時間というのは有限で、時間をかけて全力で取り組めばいいのですがそうもいかぬとき、なにかしらのことに取り組んでいるときになにも知らず全体像も理解できぬまま手探りで試行錯誤してその仮の結論をだしたら全体像を知ってる相手から慇懃に結果だけひとこと「それは違う」とかいわれると「やってらんねー」とかになりがちです。なりがちです、と書いたのはおれはそうなりやすいけどほかの人が必ずしもそうなるとは限らないからです。知識でもそうで、時間は有限なので何もかも吸収できてるとは限りません。でも知識のない人を知識のある人は「ああこいつはこんなことも知らないのか」という態度をとりがちで、私はさして知識がない側の人間なのでけっこう反発しちまうことがあります。たぶん根っこにあるのは(さして知識はないけど)プライドが傷つけられたからでしょう。低いつもりで高いのが尿酸値とプライドですな、って博多華丸師匠の言葉にあるのですけど、尿酸値は低いですがプライドは高いかもしれませんっててめえのことはともかく。

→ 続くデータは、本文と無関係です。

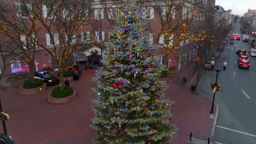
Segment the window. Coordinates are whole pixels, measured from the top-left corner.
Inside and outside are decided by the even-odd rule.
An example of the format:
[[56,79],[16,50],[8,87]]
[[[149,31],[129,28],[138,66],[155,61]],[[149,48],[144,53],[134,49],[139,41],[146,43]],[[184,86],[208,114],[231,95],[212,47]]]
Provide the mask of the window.
[[108,18],[115,19],[118,17],[118,10],[117,9],[110,9],[109,11]]
[[82,43],[85,43],[90,41],[90,32],[82,32]]
[[47,8],[46,5],[43,5],[42,6],[44,18],[53,18],[53,13],[55,10],[55,7],[54,7],[52,9]]
[[142,15],[144,19],[154,19],[154,8],[146,8],[143,9]]
[[172,16],[172,19],[175,18],[175,7],[173,7],[170,10],[167,7],[163,7],[161,8],[161,10],[162,10],[161,15],[164,19],[168,19],[170,18],[170,16]]
[[169,40],[168,40],[168,35],[167,34],[163,34],[161,35],[159,38],[159,44],[166,45],[168,41],[169,42],[168,45],[170,46],[172,46],[173,43],[173,34],[172,34],[170,37]]
[[32,9],[30,4],[16,2],[15,6],[17,8],[17,16],[24,18],[32,16],[30,14],[30,10]]
[[164,61],[164,57],[162,57],[162,64],[164,64],[164,66],[165,68],[168,68],[169,67],[169,57],[166,57],[166,61],[165,62],[162,62]]
[[96,20],[100,20],[104,19],[104,15],[101,9],[95,9],[94,10],[94,16]]
[[23,49],[25,50],[33,47],[34,45],[35,47],[37,47],[36,44],[36,41],[34,41],[34,35],[33,34],[31,36],[26,36],[24,35],[20,35],[20,40],[22,41]]
[[96,39],[96,41],[103,41],[104,40],[104,32],[95,32]]
[[53,69],[57,69],[58,67],[57,67],[57,64],[55,62],[55,58],[54,57],[51,58],[51,65]]
[[164,35],[164,45],[167,45],[167,37],[168,37],[168,35],[167,35],[167,34],[165,34]]
[[45,34],[46,39],[46,45],[48,46],[53,46],[54,44],[55,45],[58,45],[60,44],[59,40],[59,34],[53,33],[51,34],[53,35],[53,39],[51,39],[49,34]]
[[148,41],[149,44],[152,44],[153,43],[153,37],[152,33],[146,34],[147,35],[147,38],[148,39]]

14日って忠臣蔵の吉良邸討ち入りの日なんすが、なぜ松の廊下の事件が起きたのか、浅野内匠頭に斬られたのか、ってがずっと気になってて、浅野側が気が利かず吉良側に賂を贈らなかったので吉良にぞんざいに扱われ、結果恥をかいたりプライドを傷つけられた、ってのが通説になってはいるのですが、(教えを乞うために頭を下げることは厭わないものの)プライドが無駄にあって気が利かないほうなのでどうしても浅野側に立ってあれこれ考えてしまい「吉良ってやはりいやなやつだからしょうがないよな」というところに最後は落ち着いてしまいます。いけすかないやつだから斬られてあたりまえ、っていう着地点を固持しても良いのですがそれだと気の効かない私はいけすかないやつに相対して似たような場面に立ったら斬りつけてしまう可能性もあるわけで。幸いなことに事件を起こしたことはありませんが。

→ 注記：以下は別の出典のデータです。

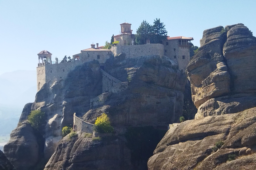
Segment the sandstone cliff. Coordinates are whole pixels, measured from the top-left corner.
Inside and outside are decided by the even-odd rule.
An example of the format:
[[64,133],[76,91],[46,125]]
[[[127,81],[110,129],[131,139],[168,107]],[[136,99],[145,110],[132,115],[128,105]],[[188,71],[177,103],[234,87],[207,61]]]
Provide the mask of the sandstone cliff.
[[[62,127],[73,126],[74,113],[81,116],[84,115],[85,120],[94,123],[97,117],[105,112],[114,126],[166,128],[169,123],[178,121],[182,114],[182,92],[186,77],[178,70],[177,64],[165,57],[152,56],[125,59],[123,57],[120,55],[111,57],[105,63],[105,71],[121,81],[130,81],[128,88],[122,92],[112,94],[101,106],[90,108],[90,100],[102,93],[102,79],[97,61],[86,63],[77,67],[69,73],[64,82],[55,82],[51,87],[47,84],[44,85],[37,93],[35,102],[24,107],[20,123],[12,132],[10,141],[4,148],[7,157],[17,170],[34,169],[36,166],[40,166],[42,168],[57,146],[59,147],[58,145],[62,138]],[[38,109],[47,116],[47,124],[44,129],[43,136],[37,135],[26,122],[31,111]],[[152,135],[147,138],[148,141],[154,141],[149,145],[150,148],[147,149],[150,151],[150,155],[147,151],[146,156],[142,156],[143,159],[139,162],[134,163],[137,165],[137,169],[143,164],[143,168],[140,169],[146,169],[147,159],[163,135],[159,134],[162,133],[152,129],[154,133],[148,133]],[[140,134],[138,135],[143,136]],[[126,139],[125,141],[129,139]],[[156,141],[155,139],[159,140]],[[81,140],[81,142],[82,140]],[[115,143],[114,141],[111,142]],[[142,143],[138,143],[140,145],[139,146],[143,146]],[[113,148],[118,147],[111,145]],[[75,145],[74,143],[71,144],[68,149],[76,148]],[[130,145],[132,147],[132,145]],[[92,146],[95,148],[99,145]],[[129,148],[129,152],[136,150],[131,147]],[[82,151],[80,148],[77,149],[75,153]],[[65,150],[64,148],[57,149]],[[27,150],[26,156],[22,157],[24,149]],[[90,149],[88,151],[91,150]],[[108,152],[106,151],[101,154]],[[56,161],[59,155],[63,157],[64,152],[56,155],[56,151],[48,162],[49,168],[53,167],[51,161]],[[133,153],[130,156],[134,158]],[[104,157],[100,154],[97,156]],[[88,162],[89,161],[86,158],[84,158],[83,161]],[[69,161],[69,165],[76,159]],[[96,160],[95,158],[94,161]],[[118,162],[120,160],[115,161]],[[111,162],[109,160],[106,163]],[[60,160],[59,163],[64,168],[65,163]]]
[[256,38],[238,24],[205,30],[200,43],[186,70],[195,120],[171,125],[149,169],[255,169]]
[[196,119],[256,106],[256,38],[242,24],[204,31],[186,72]]
[[[149,160],[149,170],[256,168],[256,108],[173,126]],[[224,144],[216,152],[218,141]],[[228,161],[235,155],[235,159]]]
[[0,169],[1,170],[15,170],[13,165],[0,150]]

忠臣蔵のことを考えるとボールペンでビー玉をつつくように思考がコロコロ転がり毎年答えが出なくておのれの暴力性に直面します。つきつめれば「いけすかない奴とかヤな奴とつきあわざるをえないとき、どうすればいいのか」ってのにいきつくのですが、何回か書いては違うなということの繰り返しなんすけど、その根本の疑問は毎年解決してません。